Configure Database Schema with Vector Indices
Define a table to store both the original content and its vector representation. Use the HNSW (Hierarchical Navigable Small World) index for faster approximate nearest neighbor (ANN) searches compared to IVFFlat, especially for datasets exceeding 100k rows.
CREATE EXTENSION IF NOT EXISTS vector;
CREATE TABLE documents (
id uuid PRIMARY KEY DEFAULT gen_random_uuid(),
content text NOT NULL,
metadata jsonb,
embedding vector(1536) -- Matches text-embedding-3-small dimensions
);
CREATE INDEX ON documents USING hnsw (embedding vector_cosine_ops);⚠ Common Pitfalls
- •Indexing before initial data load (slower bulk inserts).
- •Choosing the wrong distance function; cosine similarity is standard for normalized text embeddings.
Implement Semantic Chunking Strategy
Large documents must be split into chunks to maintain context and stay within model limits. Use a recursive character splitter with a defined overlap (e.g., 500 characters with 50 character overlap) to ensure semantic boundaries aren't cut mid-sentence.
from langchain.text_splitter import RecursiveCharacterTextSplitter
text_splitter = RecursiveCharacterTextSplitter(
chunk_size=500,
chunk_overlap=50,
separators=["\n\n", "\n", ". ", " ", ""]
)
chunks = text_splitter.split_text(source_document)⚠ Common Pitfalls
- •Chunk sizes that are too small (losing context) or too large (averaging out the vector's meaning).
Execute Batch Upsert Pipeline
To minimize network overhead and API latency, batch your embedding requests and database inserts. Process documents in batches of 50-100 to avoid hitting rate limits or database transaction timeouts.

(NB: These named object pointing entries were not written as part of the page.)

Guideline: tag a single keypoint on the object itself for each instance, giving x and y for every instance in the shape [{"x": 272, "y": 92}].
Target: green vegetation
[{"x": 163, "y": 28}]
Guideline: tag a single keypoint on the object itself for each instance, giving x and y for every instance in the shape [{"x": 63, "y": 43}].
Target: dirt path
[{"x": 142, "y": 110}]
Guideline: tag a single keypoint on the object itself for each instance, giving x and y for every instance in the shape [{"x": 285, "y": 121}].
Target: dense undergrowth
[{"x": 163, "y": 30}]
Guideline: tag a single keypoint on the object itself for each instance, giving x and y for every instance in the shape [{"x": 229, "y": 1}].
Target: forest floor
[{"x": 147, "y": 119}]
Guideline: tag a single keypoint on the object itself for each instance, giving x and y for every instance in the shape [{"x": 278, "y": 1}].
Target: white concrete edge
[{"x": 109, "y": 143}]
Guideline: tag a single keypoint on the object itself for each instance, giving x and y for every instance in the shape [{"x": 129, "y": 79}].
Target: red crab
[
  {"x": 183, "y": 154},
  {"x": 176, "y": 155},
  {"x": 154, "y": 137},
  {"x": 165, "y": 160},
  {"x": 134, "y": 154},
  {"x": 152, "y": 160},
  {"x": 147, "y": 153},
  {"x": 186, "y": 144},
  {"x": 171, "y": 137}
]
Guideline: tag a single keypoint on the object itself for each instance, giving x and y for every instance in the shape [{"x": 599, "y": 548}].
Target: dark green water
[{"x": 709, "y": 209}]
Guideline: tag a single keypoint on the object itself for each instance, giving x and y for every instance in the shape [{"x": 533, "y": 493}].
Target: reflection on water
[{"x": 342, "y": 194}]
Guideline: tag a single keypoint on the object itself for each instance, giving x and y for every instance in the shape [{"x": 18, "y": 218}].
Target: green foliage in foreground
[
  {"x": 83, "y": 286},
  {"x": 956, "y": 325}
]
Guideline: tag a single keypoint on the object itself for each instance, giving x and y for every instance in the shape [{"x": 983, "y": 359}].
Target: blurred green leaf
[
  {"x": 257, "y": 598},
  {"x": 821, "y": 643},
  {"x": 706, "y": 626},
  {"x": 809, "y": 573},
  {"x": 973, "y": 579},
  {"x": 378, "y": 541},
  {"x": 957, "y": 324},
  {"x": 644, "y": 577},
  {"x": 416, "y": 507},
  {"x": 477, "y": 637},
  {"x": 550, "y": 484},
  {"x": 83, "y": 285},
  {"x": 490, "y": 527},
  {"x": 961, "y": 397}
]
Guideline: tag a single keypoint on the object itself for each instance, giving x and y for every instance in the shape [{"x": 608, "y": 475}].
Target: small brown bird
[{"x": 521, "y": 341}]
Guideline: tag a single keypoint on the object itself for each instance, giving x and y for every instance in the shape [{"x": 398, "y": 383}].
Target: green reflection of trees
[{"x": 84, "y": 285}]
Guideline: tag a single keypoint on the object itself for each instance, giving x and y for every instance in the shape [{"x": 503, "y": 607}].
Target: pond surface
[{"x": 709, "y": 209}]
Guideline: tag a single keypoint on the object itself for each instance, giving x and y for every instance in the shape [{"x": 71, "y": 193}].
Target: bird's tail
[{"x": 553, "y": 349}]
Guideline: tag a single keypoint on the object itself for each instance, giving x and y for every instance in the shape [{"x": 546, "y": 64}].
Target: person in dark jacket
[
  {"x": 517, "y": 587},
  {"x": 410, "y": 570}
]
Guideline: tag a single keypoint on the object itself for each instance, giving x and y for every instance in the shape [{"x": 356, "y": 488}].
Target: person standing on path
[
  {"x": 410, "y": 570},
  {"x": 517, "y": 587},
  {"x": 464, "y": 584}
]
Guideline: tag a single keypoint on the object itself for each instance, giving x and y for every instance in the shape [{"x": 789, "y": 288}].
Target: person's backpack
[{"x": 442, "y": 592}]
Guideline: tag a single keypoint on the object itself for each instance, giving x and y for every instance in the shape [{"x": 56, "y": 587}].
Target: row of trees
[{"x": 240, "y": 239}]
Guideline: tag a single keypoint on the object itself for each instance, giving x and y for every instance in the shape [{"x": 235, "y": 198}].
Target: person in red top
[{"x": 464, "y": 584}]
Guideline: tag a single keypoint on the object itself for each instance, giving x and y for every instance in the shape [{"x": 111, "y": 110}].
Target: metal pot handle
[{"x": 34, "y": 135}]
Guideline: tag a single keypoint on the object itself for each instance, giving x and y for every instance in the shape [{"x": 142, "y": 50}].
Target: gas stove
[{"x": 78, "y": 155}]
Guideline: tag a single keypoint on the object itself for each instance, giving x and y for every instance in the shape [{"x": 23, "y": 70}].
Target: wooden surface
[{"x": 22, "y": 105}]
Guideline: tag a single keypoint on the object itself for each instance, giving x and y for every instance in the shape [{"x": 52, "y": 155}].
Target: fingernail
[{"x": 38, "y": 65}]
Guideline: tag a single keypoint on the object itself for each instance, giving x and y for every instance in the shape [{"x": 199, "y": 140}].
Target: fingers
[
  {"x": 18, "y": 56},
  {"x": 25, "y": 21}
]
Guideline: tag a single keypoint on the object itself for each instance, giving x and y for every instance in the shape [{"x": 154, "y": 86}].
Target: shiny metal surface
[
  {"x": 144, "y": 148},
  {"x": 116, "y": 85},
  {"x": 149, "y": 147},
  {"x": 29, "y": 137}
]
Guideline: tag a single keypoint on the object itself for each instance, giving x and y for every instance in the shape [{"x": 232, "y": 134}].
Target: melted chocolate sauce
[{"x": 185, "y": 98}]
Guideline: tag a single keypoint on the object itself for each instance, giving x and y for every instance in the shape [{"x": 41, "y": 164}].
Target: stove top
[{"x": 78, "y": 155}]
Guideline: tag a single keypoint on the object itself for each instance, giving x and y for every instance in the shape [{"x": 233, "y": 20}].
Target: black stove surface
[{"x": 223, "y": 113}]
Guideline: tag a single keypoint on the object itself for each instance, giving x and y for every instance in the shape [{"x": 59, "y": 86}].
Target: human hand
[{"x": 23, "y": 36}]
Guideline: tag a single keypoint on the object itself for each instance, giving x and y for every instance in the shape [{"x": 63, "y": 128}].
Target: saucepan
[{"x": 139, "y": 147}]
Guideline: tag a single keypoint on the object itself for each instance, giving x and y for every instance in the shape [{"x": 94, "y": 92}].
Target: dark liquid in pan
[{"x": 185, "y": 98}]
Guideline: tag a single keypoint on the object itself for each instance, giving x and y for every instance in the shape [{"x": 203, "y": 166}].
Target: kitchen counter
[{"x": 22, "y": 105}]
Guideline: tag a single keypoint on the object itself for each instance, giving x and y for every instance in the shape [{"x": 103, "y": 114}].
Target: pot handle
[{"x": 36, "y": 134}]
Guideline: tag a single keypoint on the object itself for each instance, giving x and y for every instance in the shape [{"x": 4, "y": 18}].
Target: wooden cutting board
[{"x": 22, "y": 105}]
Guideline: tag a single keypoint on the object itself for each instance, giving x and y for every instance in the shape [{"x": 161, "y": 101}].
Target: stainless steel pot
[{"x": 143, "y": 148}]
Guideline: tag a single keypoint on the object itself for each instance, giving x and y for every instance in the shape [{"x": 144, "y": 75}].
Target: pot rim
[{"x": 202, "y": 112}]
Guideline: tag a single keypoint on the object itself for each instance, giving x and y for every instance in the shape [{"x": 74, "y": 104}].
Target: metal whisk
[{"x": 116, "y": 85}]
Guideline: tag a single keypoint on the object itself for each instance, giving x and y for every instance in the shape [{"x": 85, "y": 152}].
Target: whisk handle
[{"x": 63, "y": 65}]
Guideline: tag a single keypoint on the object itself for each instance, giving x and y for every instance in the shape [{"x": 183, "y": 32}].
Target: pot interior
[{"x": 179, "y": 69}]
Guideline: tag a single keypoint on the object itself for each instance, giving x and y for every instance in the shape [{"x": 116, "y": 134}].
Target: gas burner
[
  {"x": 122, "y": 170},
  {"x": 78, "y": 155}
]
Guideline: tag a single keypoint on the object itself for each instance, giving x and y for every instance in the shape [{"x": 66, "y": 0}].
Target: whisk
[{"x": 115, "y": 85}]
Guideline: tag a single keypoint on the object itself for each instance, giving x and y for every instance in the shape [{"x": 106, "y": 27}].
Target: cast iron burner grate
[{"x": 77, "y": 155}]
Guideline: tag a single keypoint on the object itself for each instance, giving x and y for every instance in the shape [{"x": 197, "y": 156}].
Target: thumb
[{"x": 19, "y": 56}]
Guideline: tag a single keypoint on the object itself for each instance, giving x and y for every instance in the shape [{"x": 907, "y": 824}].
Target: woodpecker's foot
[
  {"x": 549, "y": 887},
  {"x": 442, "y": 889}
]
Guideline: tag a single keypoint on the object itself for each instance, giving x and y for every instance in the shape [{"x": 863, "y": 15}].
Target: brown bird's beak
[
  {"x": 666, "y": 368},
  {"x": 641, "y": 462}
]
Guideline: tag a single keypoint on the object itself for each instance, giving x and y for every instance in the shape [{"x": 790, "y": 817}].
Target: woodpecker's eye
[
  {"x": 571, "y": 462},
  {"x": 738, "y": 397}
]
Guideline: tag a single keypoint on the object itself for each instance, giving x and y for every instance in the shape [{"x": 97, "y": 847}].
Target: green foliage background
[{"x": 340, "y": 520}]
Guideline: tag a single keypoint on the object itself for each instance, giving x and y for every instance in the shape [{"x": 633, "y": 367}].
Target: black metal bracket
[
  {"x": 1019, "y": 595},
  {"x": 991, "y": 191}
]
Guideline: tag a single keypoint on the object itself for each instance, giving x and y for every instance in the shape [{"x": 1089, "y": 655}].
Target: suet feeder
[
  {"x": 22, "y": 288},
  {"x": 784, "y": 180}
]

def batch_upsert(texts, metadatas, batch_size=50):
for i in range(0, len(texts), batch_size):
batch_texts = texts[i:i+batch_size]
embeddings = [get_embedding(t) for t in batch_texts]
# Perform batch SQL insert: INSERT INTO documents (content, embedding) VALUES %s⚠ Common Pitfalls
- •Failing to handle 429 Rate Limit errors from embedding providers.
- •Not storing the original text alongside the vector, requiring a second lookup during retrieval.
Implement Hybrid Search with RRF
Pure vector search can fail on specific keywords or acronyms. Implement Hybrid Search by combining full-text search (BM25/TSVector) with vector similarity using Reciprocal Rank Fusion (RRF) to improve relevance.
WITH semantic_search AS (
SELECT id, rank() OVER (ORDER BY embedding <=> :query_vector) as rank
FROM documents
ORDER BY embedding <=> :query_vector
LIMIT 20
),
keyword_search AS (
SELECT id, rank() OVER (ORDER BY ts_rank_cd(to_tsvector('english', content), query) DESC) as rank
FROM documents, plainto_tsquery('english', :query_text) query
WHERE to_tsvector('english', content) @@ query
LIMIT 20
)
SELECT
COALESCE(s.id, k.id) as id,
(1.0 / (60 + COALESCE(s.rank, 100))) + (1.0 / (60 + COALESCE(k.rank, 100))) as score
FROM semantic_search s
FULL OUTER JOIN keyword_search k ON s.id = k.id
ORDER BY score DESC;⚠ Common Pitfalls
- •Over-relying on vector search for exact matches like product SKUs or serial numbers.
- •Ignoring the '60' constant in RRF, which balances the influence of top results.
Setup Data Sync and Re-indexing Triggers
Ensure the vector store stays in sync with the primary data source. Use database triggers or an application-level middleware to queue an embedding update whenever the 'content' column of your source table is modified.
⚠ Common Pitfalls
- •Updating embeddings on every small metadata change, wasting API credits.
- •Out-of-sync indices leading to 'hallucinated' search results where the vector matches but the text has changed.
What you built
Successful embedding implementation requires balancing model precision with retrieval latency. By using a hybrid search approach and HNSW indexing in pgvector, you can achieve sub-100ms response times while maintaining high relevance across both semantic and keyword-based queries.